更像东方的水墨画一般,在若隐若现中古色生香,更像小时候院子里种的丁香花,散发着淡淡清雅。
她婀娜的身姿,穿出了旗袍的优雅和气质,朝着顾南初一步步走过来,乱了顾南初的心。
狠狠把指甲陷进肉里,疼痛让她稍微清醒。
女人已然来到她对面,十分端庄的坐下来,昂首挺胸,姿态从容,偏偏在骄傲中没有轻蔑的神色,反而淡淡的目光有些温柔的掠过顾南初。
施着淡妆,唇红齿白,陌生人肯定猜不出她的真实年纪。
可是顾南初知道啊!
她身体僵硬的坐下来,给女人倒茶的时候,双手有些发抖。
茶水溢出来,在淡黄色的木头桌面上,形成一汪浅浅的水渍。
本来是澄澈的,可倒映着黄色桌,却不显得那么澄澈了。
没错,这个女人,就是曾经抛夫弃子的卓悦,她的生母。
她辛辛苦苦恨了她那么多年,到头来她竟然早就把自己忘记了。
顾南初啊顾南初,原来最狼狈的仇恨就是被恨的人早已经遗忘。
她强作镇定,露出一抹称不上微笑的微笑,“您好,我是缪副所的助理,您叫我小顾就好。”

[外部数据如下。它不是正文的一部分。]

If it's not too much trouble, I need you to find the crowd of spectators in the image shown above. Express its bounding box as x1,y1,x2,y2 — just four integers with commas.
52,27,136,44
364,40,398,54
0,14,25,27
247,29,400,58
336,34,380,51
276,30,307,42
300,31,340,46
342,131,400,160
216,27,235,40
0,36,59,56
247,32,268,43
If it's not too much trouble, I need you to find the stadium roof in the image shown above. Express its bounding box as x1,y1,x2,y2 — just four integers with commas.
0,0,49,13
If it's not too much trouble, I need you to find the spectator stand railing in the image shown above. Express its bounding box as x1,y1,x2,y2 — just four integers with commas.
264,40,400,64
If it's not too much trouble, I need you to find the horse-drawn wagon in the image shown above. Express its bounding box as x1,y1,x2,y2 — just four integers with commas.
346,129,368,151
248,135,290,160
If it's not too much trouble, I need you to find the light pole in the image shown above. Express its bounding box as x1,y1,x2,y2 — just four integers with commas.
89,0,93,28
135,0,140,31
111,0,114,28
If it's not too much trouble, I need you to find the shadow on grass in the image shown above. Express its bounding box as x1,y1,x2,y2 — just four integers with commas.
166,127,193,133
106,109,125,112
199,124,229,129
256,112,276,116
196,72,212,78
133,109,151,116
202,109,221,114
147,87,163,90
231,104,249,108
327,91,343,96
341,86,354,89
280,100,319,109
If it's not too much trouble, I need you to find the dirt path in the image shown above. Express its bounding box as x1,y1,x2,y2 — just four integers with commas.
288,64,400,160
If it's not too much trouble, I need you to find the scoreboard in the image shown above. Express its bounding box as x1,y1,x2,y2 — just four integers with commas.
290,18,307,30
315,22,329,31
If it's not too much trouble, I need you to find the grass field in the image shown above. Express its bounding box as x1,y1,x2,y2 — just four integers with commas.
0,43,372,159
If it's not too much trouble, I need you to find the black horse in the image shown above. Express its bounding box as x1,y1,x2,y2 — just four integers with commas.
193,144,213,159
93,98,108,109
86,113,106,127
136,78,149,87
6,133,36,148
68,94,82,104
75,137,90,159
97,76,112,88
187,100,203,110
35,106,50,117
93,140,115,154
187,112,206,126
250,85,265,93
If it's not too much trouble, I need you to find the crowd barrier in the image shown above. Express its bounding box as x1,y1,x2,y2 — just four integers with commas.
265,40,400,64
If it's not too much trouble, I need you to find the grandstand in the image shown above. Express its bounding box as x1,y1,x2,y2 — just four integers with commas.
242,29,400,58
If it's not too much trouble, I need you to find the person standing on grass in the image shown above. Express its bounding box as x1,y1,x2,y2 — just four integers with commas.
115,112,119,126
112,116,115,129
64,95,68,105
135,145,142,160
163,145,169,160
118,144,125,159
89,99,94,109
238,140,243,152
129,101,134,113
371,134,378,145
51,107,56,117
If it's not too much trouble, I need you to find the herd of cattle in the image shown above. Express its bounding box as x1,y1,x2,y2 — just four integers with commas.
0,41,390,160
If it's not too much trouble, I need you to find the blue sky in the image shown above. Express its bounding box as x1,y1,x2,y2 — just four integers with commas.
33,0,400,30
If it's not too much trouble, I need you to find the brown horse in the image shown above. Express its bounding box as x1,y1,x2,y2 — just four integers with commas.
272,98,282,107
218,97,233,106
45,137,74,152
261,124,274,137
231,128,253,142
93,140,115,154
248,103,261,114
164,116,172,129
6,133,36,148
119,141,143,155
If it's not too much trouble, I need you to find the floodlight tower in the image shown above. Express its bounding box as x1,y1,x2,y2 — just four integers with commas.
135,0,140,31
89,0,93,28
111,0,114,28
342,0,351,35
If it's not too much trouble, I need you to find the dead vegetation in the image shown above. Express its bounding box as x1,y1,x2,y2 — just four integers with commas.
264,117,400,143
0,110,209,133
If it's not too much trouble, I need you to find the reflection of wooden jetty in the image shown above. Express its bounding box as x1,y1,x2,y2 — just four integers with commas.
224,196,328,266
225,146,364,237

女人将耳朵垂落的头发撩到耳后,露出精致的耳垂,她记得自己小时候总爱捏着她的耳垂才能入睡,因此她都不敢带耳坠的。
可现在呢?
顾南初突然发现,她戴的流苏耳坠好好看啊!
女人伸出手,微微一笑,“我叫白冰,是诗文的朋友。”
顾南初点头,手指和她的轻轻碰在一起,旋即就离开,“缪副所和我说了,她上午有庭审,专门让我来接待你。”
白冰点头,“好,那……需要我做什么?”
顾南初蓦地起身,不好意思的说道,“我忘记带录音笔了,请稍等。”
说完,不等白冰有所反应,她便大步流星跑了出去。
穿着高跟鞋,跑的稳稳当当。
白冰怔然的看着顾南初的背影,忽而就笑了,这个小姑娘倒是和她年轻的时候一样,高跟鞋穿的“炉火纯青”。
顾南初一路小跑到卫生间,随意拉开一间,她跑进去,倚着墙壁,缓缓蹲下来。
她嘴硬,不论跟谁,都是一直说再也不想见到那个狠心的女人。
可是没有人知道她在梦里曾经梦见过无数次她回来,她给自己带来了新衣服,新鞋子,告诉自己,“团团,妈妈只是出去给你买东西了。”
顾南初想,如果相遇那天,她真的会这样说,那么她就勉强相信吧。
然而现实却给了她狠狠的一巴掌。
我爱你,跟你,都是心心念念。
你生我,弃我,皆是一念之间。
再相遇,见面,你可以言笑晏晏。
她捂住嘴巴,在卫生间里狭小的空间,因为被抛弃的幼年自己,泪流满面。
几分钟后,顾南初重新站在白冰面前,她补了妆,丝毫看不出一丝端倪,也没有人会猜测刚才发生过什么。
她努力做到冷静自持,“白女士,您方便和我说一下您的具体情况吗?”说完,她公式化的打开了录音笔。